Iranians calling for the death of Israel and the infidel cartoonists confirms in the minds of many the stereotypes of Islamic hate propaganda. What could be more legitimate than attacking the ultimate means of 'terror' - nuclear bombs in the hands of 'fundamentalists' in Iran. The US should know, it used them deliberately to terrorise Japan into a quick surrender in the Second World War. Finally, whatever the logic of the 'war on terror' it is not something that emerges from the stupidity of a rightwing neo-con US ruling class faction or a President who 'can't find his ass'.A stupid person is a real thing, but capital is not a thing, it's a social relation which dominates us all stupid or not. The logic of capital, not the illogic of Bush is what forces the US into increasingly risky actions to foreclose on its imperialist rivals, and to prevent any future anti-US bloc from forming, especially one with nuclear weapons. The US may not bomb Iran in March 2006, and it surely will not invade it in the near future, but keeping the options open is sufficient reason for the workers of the world to prepare for an attack and to mount a response that goes beyond marching and praying.

Dave's comments seem to me to focus too much on economic necessity and not enough on political irrationality. In particular, Dave leaves out mentioning that it is the invasion of Iraq which has so strengthened Iran's hand in the Middle East that it can take a much more confrontational attitude to the US and hope to get away with it. Iran has huge leverage in Iraq because of its very close ties to the forces that dominate the government there. How do the wargamers designing scenarios for an attack on Iran think that the Shia population of Iraqis likely to respond to such an action?

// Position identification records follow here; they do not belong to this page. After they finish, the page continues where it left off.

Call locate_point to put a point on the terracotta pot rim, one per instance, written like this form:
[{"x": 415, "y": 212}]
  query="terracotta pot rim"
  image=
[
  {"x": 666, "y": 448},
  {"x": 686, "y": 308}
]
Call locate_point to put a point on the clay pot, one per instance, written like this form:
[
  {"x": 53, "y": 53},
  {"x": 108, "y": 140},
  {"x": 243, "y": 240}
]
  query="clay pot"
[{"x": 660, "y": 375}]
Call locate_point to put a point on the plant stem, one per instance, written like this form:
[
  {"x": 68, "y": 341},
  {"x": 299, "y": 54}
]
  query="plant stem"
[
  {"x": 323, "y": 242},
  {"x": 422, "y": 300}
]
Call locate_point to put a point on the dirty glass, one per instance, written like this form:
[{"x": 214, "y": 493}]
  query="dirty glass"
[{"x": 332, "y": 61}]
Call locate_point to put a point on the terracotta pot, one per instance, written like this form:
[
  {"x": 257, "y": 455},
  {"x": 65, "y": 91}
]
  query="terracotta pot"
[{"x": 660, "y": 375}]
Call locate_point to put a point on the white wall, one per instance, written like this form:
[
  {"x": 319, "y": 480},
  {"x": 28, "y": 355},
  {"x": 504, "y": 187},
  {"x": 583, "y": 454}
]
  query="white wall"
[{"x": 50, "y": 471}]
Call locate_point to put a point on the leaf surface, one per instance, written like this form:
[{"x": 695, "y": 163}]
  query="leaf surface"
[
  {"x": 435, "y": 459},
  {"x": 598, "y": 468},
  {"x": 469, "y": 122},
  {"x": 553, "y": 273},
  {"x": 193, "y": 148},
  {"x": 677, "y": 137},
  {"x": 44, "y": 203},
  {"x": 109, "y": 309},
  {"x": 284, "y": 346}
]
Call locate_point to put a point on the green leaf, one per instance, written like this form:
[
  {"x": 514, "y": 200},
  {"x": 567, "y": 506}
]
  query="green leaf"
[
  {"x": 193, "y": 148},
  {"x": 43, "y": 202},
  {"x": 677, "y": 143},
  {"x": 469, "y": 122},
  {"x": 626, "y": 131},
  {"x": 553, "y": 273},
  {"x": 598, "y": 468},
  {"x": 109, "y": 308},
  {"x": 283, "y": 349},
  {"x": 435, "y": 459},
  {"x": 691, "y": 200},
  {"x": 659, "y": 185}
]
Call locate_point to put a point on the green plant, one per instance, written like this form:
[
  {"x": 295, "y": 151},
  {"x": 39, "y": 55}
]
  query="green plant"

The US is going to have to put up with the fact that Iran has become a regional power, rivalled only by Israel, largely as a result of US actions in Iraq.

I see the idea as the work of people frustrated by the failure of the US to take control ofthe situation in the Middle East in the past fewyears. The situation in Iraq has spun well out of control, imperilling rather cementing US hegemony in the region. War on new enemies becomes a sort of silver bullet for the more or less intractable problems inIraq. There are intriguing similarities with the US focus on Cambodia as the 'solution' to the crisis in Vietnam in the early 70s. An attack on Iran now would be as irrational and counterproductive as the invasion of Cambodia was back then. It's probably just as likely.

1 Comments:

Anonymous Anonymous said...

I would say that the link between economics, politics and war is pretty direct right now, so that the political is driven by the immediate economic needs of the US economy.

Goff mentions the ungovernability of Iraq if the US attacks Iraq. That's a possibility, but I don't think it would deter the Bushites. Not when the whole strategic dominance of the US is at stake.

The long term economic determinant is made up of a whole lot of short term necessities like the vulnerability of the US dollar. Goff misses the point made by Peter Gowan (though he seems to like him probably because in the end Gowan too thinks that the goodie bosses can rescue America) that the US needs a new 'red scare' to allow it to act as world policeman and keep its failing economy afloat. The casting of Islam in that role is the result.

Pilger talks of the fear that the dollar will collapse if Iran starts selling its oil for Euros. He even talks of the US invading that province next to Iraq which has 80% of Iran's oil. These were pretty much the considerations in Iraq. No WMD, no critical need for oil, but a strategic need to dump Saddam and assert global dominance.

Maybe the invasion of Iran would be the Cambodia effect given that the US may think that we think its losing in Iraq. The US economic situation is so fundamentally desperate that I don't see a few trillion spent on another war here or there in maintaining its 'primacy' making much difference. Especially if it gives the WOT a new lease of life at home and abroad.